In an angry response to the U.S. sanctions announced this week, the Chinese government warned Wednesday that the move would not be beneficial to cooperation between the two countries on controlling the spread of weapons of mass destruction and demanded that the restrictions be lifted.

"We are strongly dissatisfied with and firmly opposed to the U.S. government sanctioning Chinese companies," the Chinese Foreign Ministry said in a statement. "The Chinese government has always adopted a serious and responsible attitude on the anti-proliferation issue and has adopted a series of effective measures to strengthen export management and control."

Included in the latest sanctions are two firms closely tied to the Chinese military: China North Industries, known as Norinco, and China National Aero-Technology Import and Export, or Catic, one of the country's largest producers of military aircraft.

The sanctions will have little practical effect on most of the nine companies named, including two Indian companies and one Austrian one that makes assault rifles and other small arms. The Chinese companies are already barred from doing business with the United States.

But Adam Ereli, a U.S. State Department spokesman, called the move "an important and effective tool in constraining Iran's efforts to develop missile and WMD capabilities," in a reference to weapons of mass destruction.

"It does have an impact, I think, particularly in alerting governments to activity taking place in their countries and instituting measures or taking actions to prevent those kinds of activities," Ereli said.

Bush administration officials said they had no evidence that President Hu Jintao or other Chinese leaders were aware of the sales, and they said Beijing had been helpful in cutting off shipments of crucial technologies to the Iranians.

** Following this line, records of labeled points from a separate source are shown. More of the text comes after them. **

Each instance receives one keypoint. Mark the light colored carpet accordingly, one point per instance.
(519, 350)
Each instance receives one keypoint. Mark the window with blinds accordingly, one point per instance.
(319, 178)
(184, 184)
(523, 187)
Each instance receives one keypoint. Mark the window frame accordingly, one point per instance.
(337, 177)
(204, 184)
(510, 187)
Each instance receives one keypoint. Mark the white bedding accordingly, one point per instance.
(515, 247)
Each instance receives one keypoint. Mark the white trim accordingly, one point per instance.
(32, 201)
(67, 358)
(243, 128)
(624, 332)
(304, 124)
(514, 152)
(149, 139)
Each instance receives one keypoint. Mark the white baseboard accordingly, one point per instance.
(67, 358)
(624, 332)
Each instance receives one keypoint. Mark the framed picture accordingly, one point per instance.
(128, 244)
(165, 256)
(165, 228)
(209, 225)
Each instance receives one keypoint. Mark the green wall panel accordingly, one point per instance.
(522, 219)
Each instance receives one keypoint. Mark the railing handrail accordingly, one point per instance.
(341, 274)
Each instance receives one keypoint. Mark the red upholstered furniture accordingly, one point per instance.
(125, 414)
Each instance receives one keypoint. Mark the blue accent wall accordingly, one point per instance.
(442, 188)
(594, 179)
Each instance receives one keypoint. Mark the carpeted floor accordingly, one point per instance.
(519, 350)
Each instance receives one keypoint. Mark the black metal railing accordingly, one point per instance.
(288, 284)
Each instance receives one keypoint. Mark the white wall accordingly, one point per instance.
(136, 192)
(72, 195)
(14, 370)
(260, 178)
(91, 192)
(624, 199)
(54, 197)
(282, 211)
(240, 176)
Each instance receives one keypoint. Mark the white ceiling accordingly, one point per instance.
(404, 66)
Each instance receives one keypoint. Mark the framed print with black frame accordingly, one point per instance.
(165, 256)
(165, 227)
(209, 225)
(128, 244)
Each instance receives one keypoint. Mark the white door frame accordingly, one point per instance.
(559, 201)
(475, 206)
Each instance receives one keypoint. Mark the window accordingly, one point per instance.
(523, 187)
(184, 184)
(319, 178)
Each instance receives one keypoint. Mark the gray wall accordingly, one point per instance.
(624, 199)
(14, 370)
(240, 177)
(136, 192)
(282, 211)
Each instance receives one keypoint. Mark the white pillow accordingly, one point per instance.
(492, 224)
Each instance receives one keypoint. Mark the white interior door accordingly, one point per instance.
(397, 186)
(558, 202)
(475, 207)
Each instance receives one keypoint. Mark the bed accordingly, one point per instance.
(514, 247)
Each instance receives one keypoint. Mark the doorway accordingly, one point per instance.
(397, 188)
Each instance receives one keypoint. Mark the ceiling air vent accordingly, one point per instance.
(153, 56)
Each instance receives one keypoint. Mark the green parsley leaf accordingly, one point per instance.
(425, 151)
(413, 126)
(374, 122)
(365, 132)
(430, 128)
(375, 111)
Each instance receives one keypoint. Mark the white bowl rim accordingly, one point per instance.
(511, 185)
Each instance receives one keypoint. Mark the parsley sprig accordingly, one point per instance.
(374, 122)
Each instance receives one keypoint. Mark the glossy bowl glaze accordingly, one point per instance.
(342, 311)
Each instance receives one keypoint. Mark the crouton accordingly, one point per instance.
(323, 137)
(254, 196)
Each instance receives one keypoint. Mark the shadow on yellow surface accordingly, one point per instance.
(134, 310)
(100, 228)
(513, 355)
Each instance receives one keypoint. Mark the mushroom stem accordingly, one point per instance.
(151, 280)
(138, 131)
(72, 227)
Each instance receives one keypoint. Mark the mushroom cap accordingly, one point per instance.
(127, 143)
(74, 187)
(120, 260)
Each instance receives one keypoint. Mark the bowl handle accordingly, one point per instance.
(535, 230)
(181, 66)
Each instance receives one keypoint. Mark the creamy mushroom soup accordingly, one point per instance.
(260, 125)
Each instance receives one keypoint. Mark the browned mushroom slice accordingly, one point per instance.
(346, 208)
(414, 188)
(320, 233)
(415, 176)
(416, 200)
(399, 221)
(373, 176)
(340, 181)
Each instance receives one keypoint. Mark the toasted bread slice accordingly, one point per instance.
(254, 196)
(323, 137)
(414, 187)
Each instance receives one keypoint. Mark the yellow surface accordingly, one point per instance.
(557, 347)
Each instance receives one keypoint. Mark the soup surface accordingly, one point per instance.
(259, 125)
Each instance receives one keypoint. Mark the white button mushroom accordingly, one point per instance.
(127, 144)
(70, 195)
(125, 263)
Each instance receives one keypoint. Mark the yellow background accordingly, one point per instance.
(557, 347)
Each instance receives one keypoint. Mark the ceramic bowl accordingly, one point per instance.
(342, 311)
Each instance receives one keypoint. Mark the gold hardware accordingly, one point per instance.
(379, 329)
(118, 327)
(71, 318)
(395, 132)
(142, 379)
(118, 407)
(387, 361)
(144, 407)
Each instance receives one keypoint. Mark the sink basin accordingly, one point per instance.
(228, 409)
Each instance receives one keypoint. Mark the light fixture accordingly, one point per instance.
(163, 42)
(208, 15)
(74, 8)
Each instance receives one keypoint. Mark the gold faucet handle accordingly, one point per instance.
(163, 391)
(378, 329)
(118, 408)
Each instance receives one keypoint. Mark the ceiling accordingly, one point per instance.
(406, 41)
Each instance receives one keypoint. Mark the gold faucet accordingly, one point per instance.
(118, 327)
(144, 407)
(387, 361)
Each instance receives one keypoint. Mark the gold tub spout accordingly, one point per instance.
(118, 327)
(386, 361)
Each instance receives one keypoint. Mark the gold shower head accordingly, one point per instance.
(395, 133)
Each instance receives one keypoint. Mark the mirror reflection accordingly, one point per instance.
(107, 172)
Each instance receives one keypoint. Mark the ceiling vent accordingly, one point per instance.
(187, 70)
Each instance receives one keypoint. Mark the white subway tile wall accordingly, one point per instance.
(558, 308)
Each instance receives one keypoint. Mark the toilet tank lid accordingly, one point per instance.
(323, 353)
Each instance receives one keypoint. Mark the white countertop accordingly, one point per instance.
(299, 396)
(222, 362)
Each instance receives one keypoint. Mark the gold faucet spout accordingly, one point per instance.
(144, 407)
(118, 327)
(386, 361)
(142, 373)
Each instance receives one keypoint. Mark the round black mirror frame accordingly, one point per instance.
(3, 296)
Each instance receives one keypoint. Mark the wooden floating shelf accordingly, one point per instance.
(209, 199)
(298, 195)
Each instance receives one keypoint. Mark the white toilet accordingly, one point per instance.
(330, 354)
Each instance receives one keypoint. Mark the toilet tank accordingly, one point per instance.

The announcement on Tuesday was the third time since July 2003 that the administration had published a list of Chinese companies that they say are bolstering Iran's missile and chemical programs. There is little evidence so far that China has cracked down on the companies that are owned or effectively controlled by the military.

While the State Department announcement did not describe the technology exported to Iran, information that is classified, officials said none of it specifically dealt with nuclear weapons or the integration of Iran's nuclear program with its missile program.

Nonetheless, they said, they were concerned that Iran was strengthening its missile technology at the same time that its new president had declared that Israel should be "wiped off the map," and that new evidence, acquired from a stolen laptop computer in Iran, suggested that Iranian engineers were grappling with the technical difficulties of fitting a nuclear device atop a missile. Iran does not yet possess such a device, U.S. intelligence officials say.

Dan Bilefsky of the International Herald Tribune reported from Paris and David E. Sanger of The New York Times from Crawford, Texas. David Lague of the International Herald Tribune contributed reporting from Beijing.